= Nicholas of Autrecourt =

French philosopher (c. 1299–1369)

Nicholas of Autrecourt (French: Nicolas d'Autrécourt; Latin: Nicolaus de Autricuria or Nicolaus de Ultricuria; c. 1299, Autrecourt – 16 or 17 July 1369, Metz) was a French medieval philosopher and Scholastic theologian.

==Life and thought==
Born in Autrecourt, near Verdun, he was educated at Paris and earned bachelor's degrees in theology and law and a master's degree in arts. Nicholas is known principally for developing skepticism to extreme logical conclusions. He is sometimes considered the sole genuinely skeptic philosopher of medieval times. Nicholas founded his skeptical position on arguments that knowledge claims were not "reducible to the first principle," that is, that it was not contradictory to deny them. His views have been compared to those of David Hume, but it has been suggested that the similarities are superficial, and there is no evidence Nicholas influenced Hume, or other modern philosophers such as René Descartes. Whether Nicholas was committed to skepticism is unclear, but on 19 May 1346 his views were condemned by Pope Clement VI as heretical. Nicholas was sentenced to burn his books publicly and recant, which he did in Paris in 1347.

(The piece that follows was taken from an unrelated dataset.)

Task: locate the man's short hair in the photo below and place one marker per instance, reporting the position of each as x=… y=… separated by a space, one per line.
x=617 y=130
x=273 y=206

In the 14th century, Nicholas of Autrecourt considered that matter, space, and time were all made up of indivisible atoms, points, and instants and that all generation and corruption took place by the rearrangement of material atoms. The similarities of his ideas with those of al-Ghazali suggest that Nicholas was familiar with the work of al-Ghazali, who was known as "Algazel" in Europe, either directly or indirectly through Averroes.

Much of the extant knowledge of Nicholas of Autrecourt's epistemology derives from one letter written by magister Egidius (master Giles) to Nicholas and an excerpt from his letter in reply to Egidius and from nine letters written by Nicholas to the Franciscan theologian Bernardus Aretinus (Bernard of Arezzo); however, only two of the nine letters survive. Some fragments of the lost letters are quoted in the records of the condemnatory proceedings against Nicholas. Almost nothing is known about these two correspondents.